Living on a small island is an unusual way of life and is not right for most people. It calls forth a special flexibility and willingness to endure hardships with heart. Things don’t always work on the island, and repairs can involve a journey of time and money and can take days. A sailboat is blown by a storm and hits a dock’s power line, and it will take time to repair the island’s electricity; or sand is pushed into the inlet and ferries can’t run for a few days or longer.
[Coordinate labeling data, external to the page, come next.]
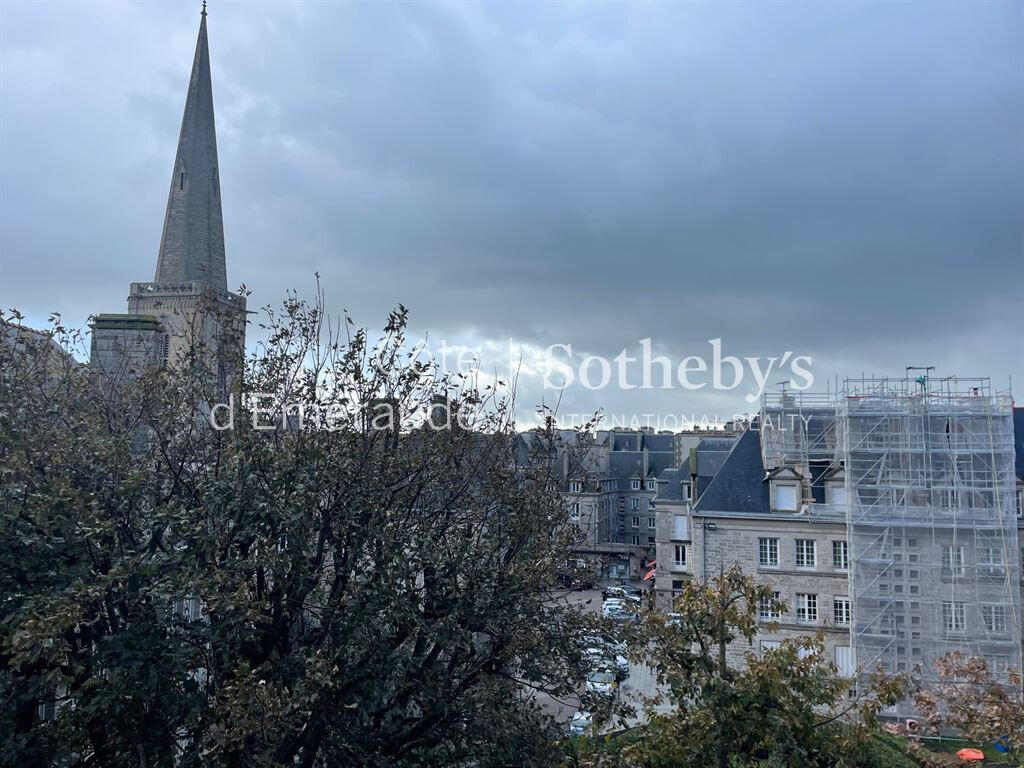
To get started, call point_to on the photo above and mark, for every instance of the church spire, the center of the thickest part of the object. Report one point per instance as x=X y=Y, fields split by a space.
x=192 y=247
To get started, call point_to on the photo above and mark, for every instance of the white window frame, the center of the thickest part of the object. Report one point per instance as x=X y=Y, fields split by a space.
x=769 y=645
x=765 y=612
x=807 y=607
x=832 y=489
x=680 y=555
x=952 y=560
x=768 y=552
x=994 y=617
x=787 y=486
x=841 y=548
x=806 y=553
x=842 y=610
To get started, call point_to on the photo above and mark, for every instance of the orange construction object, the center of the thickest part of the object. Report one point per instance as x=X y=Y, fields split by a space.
x=971 y=754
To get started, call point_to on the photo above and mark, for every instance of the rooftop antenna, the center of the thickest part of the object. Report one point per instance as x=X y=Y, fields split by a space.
x=923 y=379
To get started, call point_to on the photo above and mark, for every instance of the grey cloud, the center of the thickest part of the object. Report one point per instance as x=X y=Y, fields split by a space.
x=846 y=180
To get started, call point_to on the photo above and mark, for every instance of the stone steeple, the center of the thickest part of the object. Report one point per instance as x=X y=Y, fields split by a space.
x=192 y=247
x=187 y=311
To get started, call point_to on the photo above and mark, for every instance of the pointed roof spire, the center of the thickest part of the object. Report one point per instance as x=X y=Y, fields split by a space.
x=192 y=247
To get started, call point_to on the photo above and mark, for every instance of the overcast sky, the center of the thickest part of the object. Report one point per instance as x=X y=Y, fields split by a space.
x=844 y=181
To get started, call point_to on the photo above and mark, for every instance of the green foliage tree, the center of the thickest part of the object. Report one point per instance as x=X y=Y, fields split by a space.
x=341 y=586
x=970 y=698
x=729 y=707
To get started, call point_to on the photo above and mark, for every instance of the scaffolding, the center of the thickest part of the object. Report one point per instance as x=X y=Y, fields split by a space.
x=929 y=504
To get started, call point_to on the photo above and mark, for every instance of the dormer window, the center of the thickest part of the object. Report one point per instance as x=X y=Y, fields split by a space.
x=785 y=497
x=836 y=493
x=785 y=485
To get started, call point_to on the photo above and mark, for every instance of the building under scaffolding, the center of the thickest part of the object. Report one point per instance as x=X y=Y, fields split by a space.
x=928 y=470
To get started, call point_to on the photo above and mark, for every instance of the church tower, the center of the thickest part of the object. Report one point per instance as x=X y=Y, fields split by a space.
x=186 y=313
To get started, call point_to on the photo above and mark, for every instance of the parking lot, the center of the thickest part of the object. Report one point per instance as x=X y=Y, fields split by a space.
x=639 y=686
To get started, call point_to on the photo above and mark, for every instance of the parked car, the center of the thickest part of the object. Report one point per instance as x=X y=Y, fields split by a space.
x=573 y=581
x=603 y=641
x=604 y=657
x=602 y=682
x=581 y=722
x=610 y=610
x=621 y=593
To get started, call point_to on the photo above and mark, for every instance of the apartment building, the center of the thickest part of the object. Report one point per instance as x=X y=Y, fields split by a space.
x=887 y=517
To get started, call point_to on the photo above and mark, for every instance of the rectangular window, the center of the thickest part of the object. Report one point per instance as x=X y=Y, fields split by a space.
x=807 y=555
x=769 y=645
x=994 y=617
x=680 y=555
x=768 y=552
x=837 y=494
x=807 y=608
x=765 y=612
x=952 y=560
x=952 y=616
x=844 y=660
x=841 y=555
x=842 y=614
x=785 y=498
x=990 y=556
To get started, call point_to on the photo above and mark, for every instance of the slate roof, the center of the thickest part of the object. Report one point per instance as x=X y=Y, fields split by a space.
x=739 y=485
x=192 y=246
x=670 y=484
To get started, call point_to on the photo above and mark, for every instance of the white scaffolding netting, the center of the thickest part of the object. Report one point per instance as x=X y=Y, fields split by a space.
x=930 y=511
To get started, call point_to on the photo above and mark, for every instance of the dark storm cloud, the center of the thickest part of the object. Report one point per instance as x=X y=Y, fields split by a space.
x=843 y=180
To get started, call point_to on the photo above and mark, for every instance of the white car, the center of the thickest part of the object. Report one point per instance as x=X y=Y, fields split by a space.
x=611 y=610
x=581 y=722
x=602 y=682
x=600 y=641
x=607 y=658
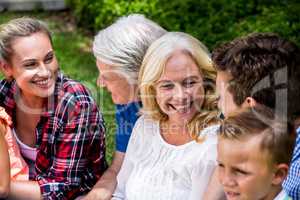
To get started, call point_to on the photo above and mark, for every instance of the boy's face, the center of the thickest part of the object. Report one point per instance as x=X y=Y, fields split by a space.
x=243 y=169
x=225 y=100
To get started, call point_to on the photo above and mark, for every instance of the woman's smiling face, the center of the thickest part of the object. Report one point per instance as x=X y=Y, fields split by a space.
x=179 y=90
x=33 y=65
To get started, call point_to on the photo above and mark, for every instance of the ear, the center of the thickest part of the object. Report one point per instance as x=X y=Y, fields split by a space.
x=6 y=69
x=249 y=103
x=280 y=173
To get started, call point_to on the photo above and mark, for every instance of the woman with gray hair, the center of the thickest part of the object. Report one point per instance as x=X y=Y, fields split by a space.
x=119 y=50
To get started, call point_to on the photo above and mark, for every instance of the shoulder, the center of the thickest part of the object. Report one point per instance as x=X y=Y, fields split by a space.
x=72 y=92
x=144 y=128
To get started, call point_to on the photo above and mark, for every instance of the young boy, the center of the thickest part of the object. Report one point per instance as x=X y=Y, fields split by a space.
x=262 y=68
x=252 y=163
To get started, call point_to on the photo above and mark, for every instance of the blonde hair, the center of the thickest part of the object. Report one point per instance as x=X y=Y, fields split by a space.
x=124 y=43
x=276 y=134
x=152 y=68
x=20 y=27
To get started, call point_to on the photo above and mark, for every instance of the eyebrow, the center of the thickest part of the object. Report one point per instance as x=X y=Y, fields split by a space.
x=33 y=60
x=185 y=79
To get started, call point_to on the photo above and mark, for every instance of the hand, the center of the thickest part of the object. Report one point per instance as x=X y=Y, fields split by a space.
x=98 y=194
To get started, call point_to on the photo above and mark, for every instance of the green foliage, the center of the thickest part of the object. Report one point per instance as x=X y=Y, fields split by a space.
x=211 y=21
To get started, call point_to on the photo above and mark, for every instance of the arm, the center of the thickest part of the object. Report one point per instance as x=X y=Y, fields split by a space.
x=105 y=187
x=291 y=184
x=78 y=156
x=4 y=164
x=28 y=189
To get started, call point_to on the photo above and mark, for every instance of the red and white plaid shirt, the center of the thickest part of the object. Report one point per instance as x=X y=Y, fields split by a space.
x=70 y=139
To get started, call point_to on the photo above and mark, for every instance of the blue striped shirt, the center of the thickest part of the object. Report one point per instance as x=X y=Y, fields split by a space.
x=292 y=183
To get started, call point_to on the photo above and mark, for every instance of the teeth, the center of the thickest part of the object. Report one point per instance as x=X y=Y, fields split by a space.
x=44 y=82
x=181 y=108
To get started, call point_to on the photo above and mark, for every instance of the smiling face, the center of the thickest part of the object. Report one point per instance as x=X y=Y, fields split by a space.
x=116 y=82
x=244 y=170
x=33 y=65
x=179 y=90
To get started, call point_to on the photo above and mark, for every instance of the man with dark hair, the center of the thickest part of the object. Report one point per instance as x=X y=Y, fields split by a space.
x=262 y=68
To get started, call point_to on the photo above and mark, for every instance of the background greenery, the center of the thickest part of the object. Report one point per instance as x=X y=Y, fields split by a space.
x=211 y=21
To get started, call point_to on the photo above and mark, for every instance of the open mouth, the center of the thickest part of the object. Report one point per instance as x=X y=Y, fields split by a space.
x=231 y=195
x=44 y=83
x=181 y=108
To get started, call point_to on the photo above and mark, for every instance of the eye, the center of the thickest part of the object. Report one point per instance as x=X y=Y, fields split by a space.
x=241 y=172
x=30 y=64
x=49 y=58
x=220 y=165
x=189 y=83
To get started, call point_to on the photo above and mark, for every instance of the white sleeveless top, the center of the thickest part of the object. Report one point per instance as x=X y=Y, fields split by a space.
x=155 y=170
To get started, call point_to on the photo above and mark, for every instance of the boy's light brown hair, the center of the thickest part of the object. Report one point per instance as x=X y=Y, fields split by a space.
x=277 y=136
x=263 y=66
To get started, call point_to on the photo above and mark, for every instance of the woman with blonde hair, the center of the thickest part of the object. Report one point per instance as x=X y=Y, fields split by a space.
x=172 y=151
x=56 y=122
x=119 y=50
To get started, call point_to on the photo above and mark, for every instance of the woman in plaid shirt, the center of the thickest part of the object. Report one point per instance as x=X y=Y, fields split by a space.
x=56 y=122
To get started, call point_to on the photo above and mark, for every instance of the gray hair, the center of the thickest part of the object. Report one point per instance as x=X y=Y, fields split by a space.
x=20 y=27
x=124 y=43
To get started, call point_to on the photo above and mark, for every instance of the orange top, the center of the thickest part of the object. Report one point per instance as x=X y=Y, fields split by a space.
x=18 y=167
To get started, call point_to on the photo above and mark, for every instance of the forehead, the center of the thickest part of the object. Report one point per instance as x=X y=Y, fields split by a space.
x=180 y=66
x=31 y=46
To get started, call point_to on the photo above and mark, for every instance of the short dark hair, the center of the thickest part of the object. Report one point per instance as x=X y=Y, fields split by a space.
x=275 y=133
x=262 y=59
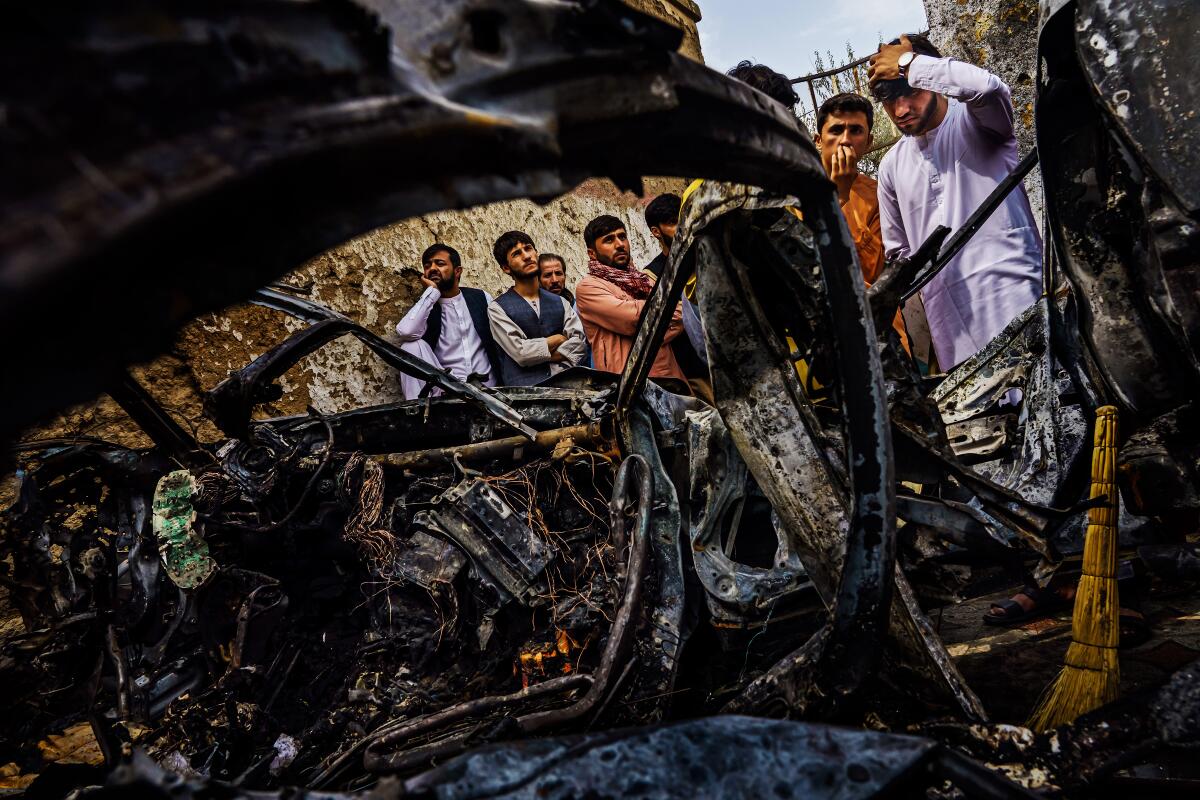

Patience is an important virtue in enjoying island life, and a sense of adventure helps too. But throughout it all, nature continues to lift, amaze, and inform life. Recently I’ve seen the largest moth in North America and learned about the red throat fan of the green anole (lizard). Magical mystical nature.

Living with the way things are is one of the greatest island teachings I have received. We simply cannot control nature, and, thank goodness, she’s always showing her power. In one night’s storm she can move more sand than a dredge boat of men using heavy equipment can move in a month! I have learned to take things as they come, without expectation or promise, for there are vast and great forces at work. I feel how this surrendering has made my life richer. I don’t think I’m in charge of very much. I’ve learned not to fight with how things are. I’m simply able to do what I can in any given moment. Moments keep changing and so must I.

A few years ago a friend came to visit and we went to the next island south. We walked miles on the beach. Then we drove more miles, picking up litter. He said, This is so satisfying, and I agreed. It felt good to care for the earth and birds, taking away plastic and discarded ropes that might hurt them. We watched nesting birds and were swallowed in the timeless world of nature. What can feel better than belonging to earth? What can feel better than being alive in a beautiful place? What can feel better than not being more important than anything else?